В марках я – дилетант, мои показания не имеют отношения к филателии. Мы ходили с родителями покупать мне марки. Они продавались в зависимости от стоимости: то в больших прозрачных конвертах, куда в основном засовывали бледные, с Марианной, держащей флаг, французские марки, слегка разбавленные немецкими, бельгийскими, голландскими, испанскими с жирным, настойчивым профилем Франко, порою русскими дореволюционными марками с двуглавым орлом; то в мелких конвертах – сериями. Дорогие марки приобретались поштучно и были мне недоступны. Можно было сразу купить много дешевых, к чему осторожно подталкивали меня родители, и потом целый день их клеить с генетическим терпением моего дедушки – бухгалтера Октябрьской железной дороги, – и маминой мамы Серафимы Михайловны – счетовода из Новгорода. А можно было купить несколько марок английских колоний и захлебнуться от счастья. Я обожал марки английских колоний с королем или новой королевой Елизаветой Второй в короне в кружке. Какой-нибудь остров Святой Елены доводил меня до полного экстаза, у меня отнималась и так не слишком устойчивая речь. Но не меньше я обожал португальские колонии с рыбами, бабочками и животными Анголы и Мозамбика. До сих пор эти страны в моем сознании представляются яркими марками, победившими их дальнейшие социалистические несчастья. Я любил марочное разнообразие карликовых стран: Сан-Марино, куда я впоследствии заехал только потому, что собирал ее марки, Монако, Лихтенштейна, Андорры. Я попадался на удочку простых затей: любил треугольные марки, выпущенные Монголией, а также марки без зубчиков – они казались мне близкими эпохе динозавров. Родители купили мне кляссеры и марочные каталоги. Я разыскивал в двухтомном дотошливом каталоге, набранном петитом, купленные марки и регистрировал их, подводя под описанием марки горизонтальную черту синим карандашом: куплено. Идея купить все марки мира представлялась мне выполнимой. По сути дела, я скупал мир, и отсутствие или присутствие почтового штемпеля на марке меня не слишком волновало. Лучшие марки я помещал в альбоме на маленьких прозрачных приклейках (марки иногда отрывались), похуже жили в кляссерах, опрятно, но скученно, как пассажиры экономического класса.

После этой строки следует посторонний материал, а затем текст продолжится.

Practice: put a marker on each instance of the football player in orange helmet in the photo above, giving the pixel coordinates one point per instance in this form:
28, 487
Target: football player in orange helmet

Мое собирательство привело к разумной цели, которая радовала родителей. Мир стал мне родным, пришел через марки и остался во мне навсегда. Единение с миром превращало меня в маленького космополита, объективно оценивающего страны, юного компаративиста, размывающего свои политические ориентации. Советские марки, которые приходили от бабушки из Москвы, вызывали во мне смешанные чувства. Мне хотелось, чтобы они мне нравились, я был изначально расположен к ним так же, как американцы расположены к своим гостям: они не ищут и не хотят видеть их недостатки, они поднимают их высоко, и лишь потом начинается медленный спуск. На советских марках был понятный мне мир букв и денежных знаков: рубли и копейки радовали меня. Мне еще больше нравилось то, что я узнаю на них людей, места и события: Пушкин, Чайковский, Чкалов, Красная площадь, штурм Зимнего – отлично. Но в них в конце концов проступала серьезность, взрослость, скованность, вторичность, усталость. Марки-учителя, с которыми надо считаться. Мелкие были слишком безликими. Юбилейные, с портретами деятелей, были занудными репродукциями картин. Они не шли ни в какое сравнение с бабочками португальских колоний, которые куда интереснее хмурых марок самой Португалии.
Рыночный марок в начале Елисейских Полей стал моим французским магнитом. Что только я ни придумывал, чтобы заманить родителей туда. Мальчик в синем французском берете переставал существовать. Он превращался в чистую страсть. Я любил французские аттракционы, любил стрелять в тире, и даже стрелял так хорошо, что хозяева тира были недовольны мной из-за количества призов, которые я выбивал. Но рыночный марок я не любил, даже не обожал – я его боготворил. Он был моей детской религией. Я бродил глазами по прилавкам и стендам с отрешенным бледным лицом. Марки были моим сексом, творчеством, моим всем. С тех пор моя жизнь превратилась в чередование магнитов. Оказавшись в Париже уже студентом, я с той же маниакальностью ходил в русские книжные магазины. Самый запретный магазин YMCA– пресс, который торговал потрясающей антисоветской литературой и напротив которого КГБ, как меня пугали, снимал квартиру, чтобы вести из окна наблюдение за покупателями, мне снился годами: я шел к нему, шел и шел. Рыночный марок выявил мою природную маниакальность.
* * *
Извлекши из культуры сугубо политический корень, отец настолько активно взялся бороться в Париже с Западом, что заслужил от французских спецслужб звание «шпиона». Посол Франции Фроман-Мерис, партнер отца того времени из Ке д'Орсей, неприязненно отзывался мне о нем через много лет как о жестком, неуступчивом дипломате.
Париж светился тогда «звездами» мировой величины – отец умело дружил с нужными людьми. На его совести поездка Ива Монтана на гастроли в Москву после венгерских событий 1956 года, вызвавшая негодование многих французов. Отец неплохо знал Пикассо, ездил к нему на Лазурный берег, но он гораздо больше гордился тем, что спас от разрушения гранитный бюст Ленина неизвестного французского скульптора; вождь революции потом долго пылился в «красном уголке» посольства. Главными врагами для отца были американцы. На увеселительном кораблике, плывущем по Сене под музыку, нашими палубными соседями оказались отвязные парни в пестрых рубашках, со стаканчиками пива в руках, громко говорящие по-английски.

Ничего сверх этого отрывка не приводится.